Dans cette édition :
Pourquoi nous faisons des suppositions
Leur impact (tant pour les suppositions négatives que les suppositions positives)
Comment identifier des suppositions et les vérifier
Des histoires de suppositions débusquées et l’impact positif
💡 Le déclic de la semaine : la puissance des histoires
Pourquoi nous faisons des suppositions
Selon le modèle du cerveau prédictif, nous faisons des suppositions pour plusieurs raisons :
Simplifier la réalité
Minimiser l’incertitude
Réduire l’effort cognitif
Nous nous baserions sur nos expériences vécues pour créer des récits qui expliquent la réalité et nous aident à naviguer l’incertitude.
Cependant, dans des communications inter-personnelles, les suppositions peuvent vite transformer une situation en amas de non-dits ou en tension.
Les suppositions agissent comme un nœud dans un tuyau d’arrosage : tant qu’on ne le dénoue pas, rien ne peut passer. Vérifier les histoires que nous nous racontons, c’est remettre en place le tuyau pour que l’eau de la communication puisse à nouveau couler librement.
L’impact potentiel des suppositions :
Distance dans la relation (voire rupture de lien) : lorsque nous faisons des suppositions, elles prennent la place de la réalité. Peu à peu, le dialogue que nous entretenons avec nous-mêmes (les fameuses ruminations) prend le dessus sur la conversation avec l’autre et peut créer de la distance avec l’autre, voire un fossé relationnel.
Escalade de la peur. Les suppositions alimentent souvent la spirale des ruminations. On peut prendre l’analogie d’une recherche santé sur un forum santé. Souvent, chercher pour un symptôme une explication dans un forum santé (le royaume des suppositions) conduit à une escalade d’interprétations dont la conclusion peut être un cancer ou une maladie incurable.

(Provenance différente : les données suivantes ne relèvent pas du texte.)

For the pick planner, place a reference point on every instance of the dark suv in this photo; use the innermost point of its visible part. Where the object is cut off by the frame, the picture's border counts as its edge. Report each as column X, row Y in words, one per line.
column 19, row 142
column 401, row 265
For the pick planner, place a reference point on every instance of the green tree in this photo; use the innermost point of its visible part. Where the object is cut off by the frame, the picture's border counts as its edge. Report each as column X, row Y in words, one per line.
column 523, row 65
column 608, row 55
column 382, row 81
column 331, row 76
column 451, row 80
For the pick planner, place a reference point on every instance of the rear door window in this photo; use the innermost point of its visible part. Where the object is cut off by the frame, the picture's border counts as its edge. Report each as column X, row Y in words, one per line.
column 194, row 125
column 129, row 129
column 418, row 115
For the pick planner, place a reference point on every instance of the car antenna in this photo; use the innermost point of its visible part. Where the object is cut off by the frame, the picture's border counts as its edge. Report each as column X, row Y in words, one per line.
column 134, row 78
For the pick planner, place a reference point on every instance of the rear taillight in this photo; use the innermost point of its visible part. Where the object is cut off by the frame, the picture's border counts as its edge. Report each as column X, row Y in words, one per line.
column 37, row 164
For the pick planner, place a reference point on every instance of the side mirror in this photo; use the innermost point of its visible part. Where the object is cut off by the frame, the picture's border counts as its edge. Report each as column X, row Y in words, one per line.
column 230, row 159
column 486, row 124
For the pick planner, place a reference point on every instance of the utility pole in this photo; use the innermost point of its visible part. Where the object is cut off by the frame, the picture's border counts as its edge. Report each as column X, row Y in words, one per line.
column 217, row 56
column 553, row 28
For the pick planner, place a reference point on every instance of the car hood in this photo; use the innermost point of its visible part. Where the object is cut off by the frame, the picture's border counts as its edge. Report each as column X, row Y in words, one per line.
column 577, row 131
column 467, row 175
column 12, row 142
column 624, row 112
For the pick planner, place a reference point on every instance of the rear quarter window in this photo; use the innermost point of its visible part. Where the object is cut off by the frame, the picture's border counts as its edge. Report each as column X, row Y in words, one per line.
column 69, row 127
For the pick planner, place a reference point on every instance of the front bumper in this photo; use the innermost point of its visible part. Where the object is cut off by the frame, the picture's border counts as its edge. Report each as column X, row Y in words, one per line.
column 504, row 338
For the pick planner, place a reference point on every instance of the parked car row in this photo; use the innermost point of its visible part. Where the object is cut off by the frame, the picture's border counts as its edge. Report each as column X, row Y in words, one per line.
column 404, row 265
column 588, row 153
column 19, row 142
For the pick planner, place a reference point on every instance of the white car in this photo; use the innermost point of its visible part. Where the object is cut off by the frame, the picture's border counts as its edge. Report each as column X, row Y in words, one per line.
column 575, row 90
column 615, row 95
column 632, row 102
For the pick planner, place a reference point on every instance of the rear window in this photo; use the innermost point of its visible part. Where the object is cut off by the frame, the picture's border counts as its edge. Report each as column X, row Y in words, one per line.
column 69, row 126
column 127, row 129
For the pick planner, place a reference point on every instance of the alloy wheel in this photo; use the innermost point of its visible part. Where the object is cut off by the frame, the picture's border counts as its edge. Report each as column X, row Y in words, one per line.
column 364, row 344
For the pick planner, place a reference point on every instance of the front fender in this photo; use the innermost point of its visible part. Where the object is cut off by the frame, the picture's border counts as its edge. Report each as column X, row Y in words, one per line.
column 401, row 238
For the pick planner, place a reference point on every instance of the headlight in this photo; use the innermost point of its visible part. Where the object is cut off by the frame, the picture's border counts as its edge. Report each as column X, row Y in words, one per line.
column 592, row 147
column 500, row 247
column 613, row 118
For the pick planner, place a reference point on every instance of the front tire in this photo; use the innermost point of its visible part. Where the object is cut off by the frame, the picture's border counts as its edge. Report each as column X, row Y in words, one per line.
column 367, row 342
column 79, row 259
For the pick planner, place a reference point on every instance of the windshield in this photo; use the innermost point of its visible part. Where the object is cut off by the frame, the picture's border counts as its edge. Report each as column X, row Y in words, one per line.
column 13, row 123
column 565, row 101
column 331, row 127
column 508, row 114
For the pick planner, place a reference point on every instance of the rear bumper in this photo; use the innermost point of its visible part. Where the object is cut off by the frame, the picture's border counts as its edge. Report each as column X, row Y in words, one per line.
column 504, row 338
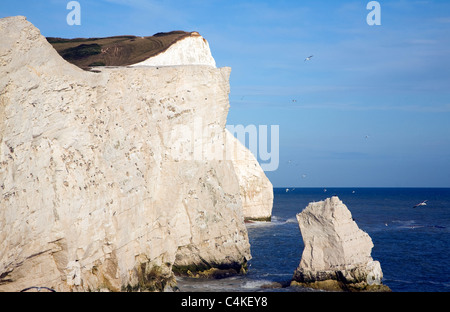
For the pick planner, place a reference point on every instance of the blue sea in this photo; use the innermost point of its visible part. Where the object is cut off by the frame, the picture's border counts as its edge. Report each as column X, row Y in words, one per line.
column 411, row 244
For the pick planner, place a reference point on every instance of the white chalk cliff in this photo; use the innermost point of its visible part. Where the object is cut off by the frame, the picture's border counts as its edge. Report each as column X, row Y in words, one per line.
column 108, row 179
column 255, row 188
column 191, row 50
column 337, row 254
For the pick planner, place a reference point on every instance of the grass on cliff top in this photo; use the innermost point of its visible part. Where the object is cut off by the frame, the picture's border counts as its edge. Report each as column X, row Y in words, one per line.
column 114, row 51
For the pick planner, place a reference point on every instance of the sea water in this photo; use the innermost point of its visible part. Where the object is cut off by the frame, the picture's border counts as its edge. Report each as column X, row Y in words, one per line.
column 411, row 244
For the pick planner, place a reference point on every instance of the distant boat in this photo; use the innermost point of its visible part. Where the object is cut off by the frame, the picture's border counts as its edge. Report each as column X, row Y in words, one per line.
column 424, row 203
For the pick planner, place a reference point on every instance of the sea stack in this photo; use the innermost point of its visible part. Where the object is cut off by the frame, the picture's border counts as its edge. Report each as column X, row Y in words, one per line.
column 337, row 254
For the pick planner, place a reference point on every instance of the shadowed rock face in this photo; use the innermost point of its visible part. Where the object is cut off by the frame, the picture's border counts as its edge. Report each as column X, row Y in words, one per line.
column 96, row 190
column 337, row 254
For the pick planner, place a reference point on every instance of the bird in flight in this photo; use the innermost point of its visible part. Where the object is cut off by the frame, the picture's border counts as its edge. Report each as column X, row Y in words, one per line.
column 424, row 203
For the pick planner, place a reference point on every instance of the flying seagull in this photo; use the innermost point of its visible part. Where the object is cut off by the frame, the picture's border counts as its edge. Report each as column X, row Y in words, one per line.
column 424, row 203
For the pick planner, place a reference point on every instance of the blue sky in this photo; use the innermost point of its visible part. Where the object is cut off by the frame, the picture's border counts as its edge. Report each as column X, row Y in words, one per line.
column 371, row 108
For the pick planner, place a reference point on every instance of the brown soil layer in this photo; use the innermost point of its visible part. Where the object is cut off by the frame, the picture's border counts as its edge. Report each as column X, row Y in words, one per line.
column 115, row 51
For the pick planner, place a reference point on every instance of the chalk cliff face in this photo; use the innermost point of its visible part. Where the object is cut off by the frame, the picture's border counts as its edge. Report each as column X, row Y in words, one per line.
column 108, row 180
column 337, row 254
column 192, row 50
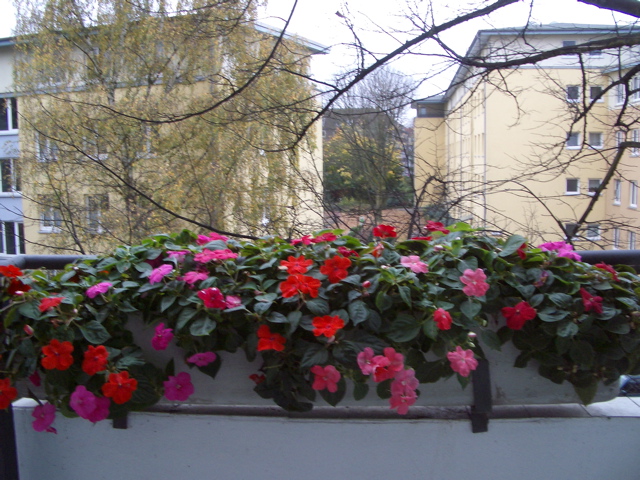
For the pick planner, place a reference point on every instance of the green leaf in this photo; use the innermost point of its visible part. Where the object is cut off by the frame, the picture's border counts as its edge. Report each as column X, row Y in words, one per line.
column 318, row 306
column 94, row 332
column 358, row 312
column 202, row 326
column 490, row 339
column 512, row 244
column 470, row 309
column 404, row 328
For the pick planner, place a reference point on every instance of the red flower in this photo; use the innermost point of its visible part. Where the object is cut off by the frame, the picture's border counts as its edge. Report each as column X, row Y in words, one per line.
column 346, row 252
column 95, row 360
column 120, row 387
column 7, row 393
column 518, row 315
column 57, row 355
column 591, row 302
column 327, row 325
column 270, row 341
column 10, row 271
column 336, row 268
column 295, row 284
column 443, row 319
column 212, row 298
column 16, row 287
column 385, row 231
column 436, row 227
column 296, row 264
column 521, row 250
column 325, row 237
column 49, row 303
column 609, row 269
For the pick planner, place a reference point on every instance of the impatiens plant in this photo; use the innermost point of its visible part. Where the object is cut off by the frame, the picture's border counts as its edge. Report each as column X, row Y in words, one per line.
column 319, row 313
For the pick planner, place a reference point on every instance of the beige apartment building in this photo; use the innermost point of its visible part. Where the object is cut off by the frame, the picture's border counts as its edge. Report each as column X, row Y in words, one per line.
column 529, row 149
column 95, row 174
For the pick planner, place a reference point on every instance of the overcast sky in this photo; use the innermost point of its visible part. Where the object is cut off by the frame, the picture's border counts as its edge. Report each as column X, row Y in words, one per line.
column 317, row 21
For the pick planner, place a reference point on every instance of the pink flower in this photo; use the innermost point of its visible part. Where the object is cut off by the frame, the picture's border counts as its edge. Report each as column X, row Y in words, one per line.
column 202, row 359
column 157, row 274
column 44, row 416
column 212, row 298
column 443, row 319
column 232, row 301
column 462, row 361
column 306, row 240
column 325, row 377
column 214, row 255
column 591, row 302
column 193, row 277
column 162, row 337
column 475, row 282
column 204, row 239
column 178, row 254
column 178, row 388
column 414, row 263
column 99, row 288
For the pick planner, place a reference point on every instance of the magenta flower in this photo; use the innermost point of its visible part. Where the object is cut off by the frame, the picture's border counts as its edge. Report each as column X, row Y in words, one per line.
column 475, row 282
column 204, row 239
column 44, row 416
column 193, row 277
column 414, row 263
column 462, row 361
column 83, row 402
column 325, row 378
column 97, row 289
column 232, row 301
column 212, row 298
column 157, row 274
column 214, row 255
column 162, row 337
column 202, row 359
column 178, row 388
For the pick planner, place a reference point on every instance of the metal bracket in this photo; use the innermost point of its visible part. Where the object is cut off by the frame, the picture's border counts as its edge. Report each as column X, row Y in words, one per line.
column 482, row 402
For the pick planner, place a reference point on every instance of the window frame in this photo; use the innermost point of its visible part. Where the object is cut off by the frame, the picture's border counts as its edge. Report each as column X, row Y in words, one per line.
column 566, row 186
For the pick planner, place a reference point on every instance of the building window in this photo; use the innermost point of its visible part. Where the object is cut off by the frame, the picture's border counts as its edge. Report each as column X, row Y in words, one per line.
column 47, row 149
column 573, row 140
column 573, row 93
column 593, row 231
column 617, row 191
column 12, row 234
column 572, row 186
column 595, row 139
column 50, row 217
column 10, row 175
column 8, row 114
column 594, row 184
column 96, row 206
column 595, row 93
column 616, row 238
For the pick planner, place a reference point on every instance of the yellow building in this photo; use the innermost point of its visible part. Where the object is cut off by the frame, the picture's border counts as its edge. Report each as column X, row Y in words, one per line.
column 529, row 149
column 133, row 128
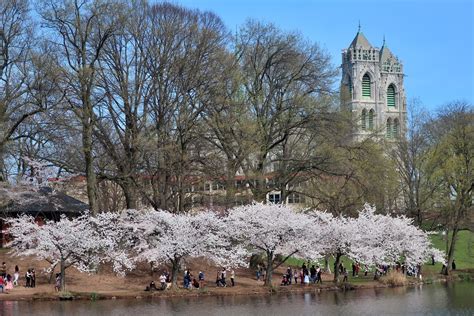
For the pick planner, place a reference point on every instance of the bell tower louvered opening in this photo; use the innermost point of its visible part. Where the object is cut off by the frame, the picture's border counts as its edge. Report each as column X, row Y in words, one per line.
column 396, row 128
column 366, row 91
column 391, row 96
column 389, row 128
column 371, row 119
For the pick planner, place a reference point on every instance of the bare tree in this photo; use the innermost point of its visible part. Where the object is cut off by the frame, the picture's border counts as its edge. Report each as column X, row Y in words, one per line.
column 451, row 139
column 123, row 113
column 281, row 74
column 182, row 46
column 80, row 29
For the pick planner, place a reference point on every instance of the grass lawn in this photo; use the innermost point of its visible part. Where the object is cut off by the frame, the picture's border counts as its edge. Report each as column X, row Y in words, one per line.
column 464, row 251
column 463, row 256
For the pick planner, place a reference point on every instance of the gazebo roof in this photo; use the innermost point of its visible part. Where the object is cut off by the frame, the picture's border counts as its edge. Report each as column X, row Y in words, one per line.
column 38, row 201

Inflation potentielle du conflit : une suppositions non vérifiée peut renforcer la binarité des positions (j’ai raison / tu as tort) et empêcher de trouver des solutions efficaces dans la situation donnée.
Idéalisation de la situation : dans le cadre de suppositions idéalistes sur l’état de la collaboration (“l’autre m’adore”, “c’est le meilleur partenariat du monde”, “c’est ma recrue idéale”), cela peut nous couper de la réalité, collaborer sur base d’une version fantasmée des choses, et tomber de haut quand la réalité ne s’avère pas conforme aux attentes.
Pourquoi vérifier les suppositions
Vérifier les suppositions, c’est dénouer le nœud du tuyau d’arrosage et permettre à l’information de circuler librement à nouveau.
Brené Brown, chercheuse en sciences sociales sur les sujets du leadership, de la communication, partage dans Dare to Lead que les participant.es de ses recherches qui ont le plus haut niveau de résilience utilisent des phrases de ce style dans des conversations pour vérifier les suppositions :
L’histoire que je me raconte
L’histoire que j’invente
Je me raconte que …
La lecture de ce passage a été une claque pour moi. Cela m’a pris du temps à passer à l’acte - entre l’intention de clarifier les suppositions aux moments où j’ai pu faire des moments en sincérité radicale avec mes proches, collègues et partenaires.
Et, de manière très honnête, vérifier mes suppositions est l’une des techniques les plus efficaces que j’ai pu tester pour améliorer la qualité de mes relations, désamorcer des tensions et (re)créer du lien.
Les impacts que j’ai pu expérimenter (et qui sont corroborés par les recherches des spécialistes de ce sujet, comme Jim Tamm, Ron Luyet de la Radical Collaboration, Brené Brown ou encore Kim Scott de la Radical Candor) :
Création de lien avec l’autre : vérifier les suppositions avec l’autre, c’est engager un processus collaboratif et partenarial. Là où les suppositions entretenues peuvent créer des positions antagonistes, vérifier les suppositions avec l’autre peut renforcer la connexion et la sensation de travailler ensemble.
Facilitation de la sécurité psychologique. La sécurité psychologique est la croyance que, dans une équipe, je peux être qui je suis, apprendre, contribuer, m'exprimer sans craindre de représailles (c.f mon dernier article sur ce thème) Créer des discussions qui permettent de vérifier les suppositions favorise ce climat et montre aux personnes qu’elles peuvent faire des suppositions erronées, les vérifier sans crainte de représailles.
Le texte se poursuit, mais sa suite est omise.